Die erste Éducation Sentimentale


    Wo wäre er ohne sie? wenn er ihr nicht eines Tages begegnet wäre, was hätte er dann getan? welche anderen Wendungen des Schicksals hätte es in seinem Leben gegeben? wehalb hatte er sie so sehr geliebt? woher kam diese tägliche Verzauberung? war es eine Schwäche seinerseits, oder eine mächtige Kraft ihrerseits? Allerdings, sagte er sich, liebte er sie immer noch, er spürte sie, so wie man spürt, dass man atmet; doch wenn er sie weiterhin liebte, warum zweifelte er manchmal daran und hatte all diese Ängste? Dann versuchte er, ihrer Herr zu werden und sie von neuem mit all den früheren Gefühlen, mit seiner anfänglichen Schüchternheit und all dem Prickeln des ersten Aufblühens anzubeten.
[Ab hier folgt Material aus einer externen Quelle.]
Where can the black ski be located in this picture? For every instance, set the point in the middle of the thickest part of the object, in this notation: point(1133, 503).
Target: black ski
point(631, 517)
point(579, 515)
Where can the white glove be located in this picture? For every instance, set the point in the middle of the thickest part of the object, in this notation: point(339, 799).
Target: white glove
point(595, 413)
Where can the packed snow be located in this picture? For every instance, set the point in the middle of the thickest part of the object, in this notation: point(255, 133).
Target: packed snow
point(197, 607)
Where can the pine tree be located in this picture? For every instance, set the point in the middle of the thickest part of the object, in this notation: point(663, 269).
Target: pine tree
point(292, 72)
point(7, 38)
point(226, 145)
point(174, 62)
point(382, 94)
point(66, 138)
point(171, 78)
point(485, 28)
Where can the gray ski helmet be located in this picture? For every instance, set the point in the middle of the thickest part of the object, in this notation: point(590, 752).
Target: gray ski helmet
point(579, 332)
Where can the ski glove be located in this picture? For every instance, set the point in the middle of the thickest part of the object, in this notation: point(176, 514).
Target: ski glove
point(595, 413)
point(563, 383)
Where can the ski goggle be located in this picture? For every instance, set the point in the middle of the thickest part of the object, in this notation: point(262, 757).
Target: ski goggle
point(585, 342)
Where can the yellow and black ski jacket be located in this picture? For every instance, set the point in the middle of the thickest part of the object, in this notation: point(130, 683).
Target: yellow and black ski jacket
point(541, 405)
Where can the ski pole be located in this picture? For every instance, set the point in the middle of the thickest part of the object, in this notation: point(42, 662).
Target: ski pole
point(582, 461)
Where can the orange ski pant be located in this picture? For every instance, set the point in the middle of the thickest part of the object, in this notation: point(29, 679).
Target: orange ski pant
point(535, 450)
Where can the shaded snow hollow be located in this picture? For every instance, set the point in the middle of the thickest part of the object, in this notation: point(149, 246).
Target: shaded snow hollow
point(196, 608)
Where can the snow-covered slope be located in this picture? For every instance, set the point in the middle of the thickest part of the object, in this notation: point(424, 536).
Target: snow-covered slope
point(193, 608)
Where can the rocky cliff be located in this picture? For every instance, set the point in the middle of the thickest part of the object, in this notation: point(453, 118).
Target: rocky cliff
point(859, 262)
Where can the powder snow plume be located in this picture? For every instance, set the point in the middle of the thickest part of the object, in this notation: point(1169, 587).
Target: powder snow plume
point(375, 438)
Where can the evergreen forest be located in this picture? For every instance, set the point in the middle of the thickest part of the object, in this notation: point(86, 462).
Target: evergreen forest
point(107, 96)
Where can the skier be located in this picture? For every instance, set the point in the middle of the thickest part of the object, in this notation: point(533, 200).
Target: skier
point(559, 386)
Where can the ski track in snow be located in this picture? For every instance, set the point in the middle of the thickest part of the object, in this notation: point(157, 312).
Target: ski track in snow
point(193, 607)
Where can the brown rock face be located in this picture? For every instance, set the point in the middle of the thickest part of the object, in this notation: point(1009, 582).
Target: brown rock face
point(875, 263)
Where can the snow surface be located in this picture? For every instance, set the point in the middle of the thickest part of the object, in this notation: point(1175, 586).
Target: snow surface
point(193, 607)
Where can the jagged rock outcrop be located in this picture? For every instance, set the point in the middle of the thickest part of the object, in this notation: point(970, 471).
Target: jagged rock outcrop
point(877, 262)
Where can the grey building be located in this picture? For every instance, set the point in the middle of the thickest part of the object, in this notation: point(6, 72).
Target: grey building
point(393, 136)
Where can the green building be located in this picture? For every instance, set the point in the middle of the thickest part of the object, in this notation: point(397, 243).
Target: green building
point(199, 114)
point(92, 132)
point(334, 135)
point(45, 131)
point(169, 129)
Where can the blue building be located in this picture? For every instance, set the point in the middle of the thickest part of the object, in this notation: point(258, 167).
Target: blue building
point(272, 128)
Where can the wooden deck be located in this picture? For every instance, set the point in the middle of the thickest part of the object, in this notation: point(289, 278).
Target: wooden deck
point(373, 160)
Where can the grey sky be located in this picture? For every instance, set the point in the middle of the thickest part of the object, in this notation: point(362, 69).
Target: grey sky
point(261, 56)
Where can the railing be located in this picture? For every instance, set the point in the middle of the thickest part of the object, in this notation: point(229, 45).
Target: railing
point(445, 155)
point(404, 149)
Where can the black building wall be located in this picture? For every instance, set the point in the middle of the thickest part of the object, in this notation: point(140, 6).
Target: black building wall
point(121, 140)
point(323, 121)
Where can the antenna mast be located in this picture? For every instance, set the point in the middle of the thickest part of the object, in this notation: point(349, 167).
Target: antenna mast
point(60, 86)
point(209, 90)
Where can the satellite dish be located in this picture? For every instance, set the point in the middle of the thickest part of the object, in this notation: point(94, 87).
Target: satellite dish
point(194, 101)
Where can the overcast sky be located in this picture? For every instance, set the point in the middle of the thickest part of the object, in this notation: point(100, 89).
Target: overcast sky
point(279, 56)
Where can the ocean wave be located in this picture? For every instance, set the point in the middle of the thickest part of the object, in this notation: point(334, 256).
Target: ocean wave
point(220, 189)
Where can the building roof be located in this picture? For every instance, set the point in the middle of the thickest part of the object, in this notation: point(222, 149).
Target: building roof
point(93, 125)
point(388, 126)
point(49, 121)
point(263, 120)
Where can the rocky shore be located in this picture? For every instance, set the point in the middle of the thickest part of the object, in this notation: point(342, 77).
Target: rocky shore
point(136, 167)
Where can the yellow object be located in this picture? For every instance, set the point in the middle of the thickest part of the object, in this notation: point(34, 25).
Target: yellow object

    Dann hatte er wiederkehrende Triebwallungen, wie sie alte Männer bekommen, stürmisch und heftig wie ein letzter Schluck aus dem Glas, den ein Verzweifelter herunterstürzt, das letzte Auflodern einer Orgie des Herzens, das seinen letzten Überschwang krönt; er lieferte sich ganz aus und verausgabte sich bis zur Trunkenheit, wobei er sogar neue Verwirrungen, die von Abscheu und von Verdruss, kennenlernte; das, was ihn hatte verzweifeln lassen, reizte ihn, was ihn kalt gelassen hatte, entflammte ihn, je mehr sie ihm oberflächlich und ohne Geheimnisse erschien war, je mehr ihre Liebe ihn eben noch ermüdet hatte, jetzt wollte er aus der erneuerten und verjüngten Vergangenheit unbekannte Genüsse ziehen und noch nicht ausprobierte Rauschzustände erreichen. Wenn er den Körper der Frau fest an sich drückte und er dabei jedesmal hoffte, dass dadurch vielleicht eine andere Art Wollust entstehen würde, oder wenn er sich in dieselbe stürzte, um sie noch tiefer auszukosten, wurde seine Seele von ausgefallenen Wünschen heimgesucht, und er hätte sich eine anders gestaltete Welt herbei- gewünscht, die auf der Stelle seine neuartigen Gelüste befriedigen sollte, in der ihm ihre starren Augen wie glühende Kohlen erschienen, ihre Arme, sich plötzlich verlängernd, ihn in übermenschlichen Umarmungen einschnüren, ihre geschlos- ssenen Schenkel ihn wie eine Schlange umschlingen, ihre Zähne aus Marmor ihm bis ins Herz eindringen und sie ihm in all ihrer Schönheit Angst einflössen würde. Er rief die Raserei des Fleisches zur Hilfe, sie stellte sich ein, versetzte ihn in einen Schwindel und erstickte seine Schreie, und wenn er vor Erschöpfung eingeschlafen war und seine ermatteten Sinne nicht mehr reagierten, hielt er diese Schlaffheit für eine sanfte Wollust und die Ausschweifungen für Liebe.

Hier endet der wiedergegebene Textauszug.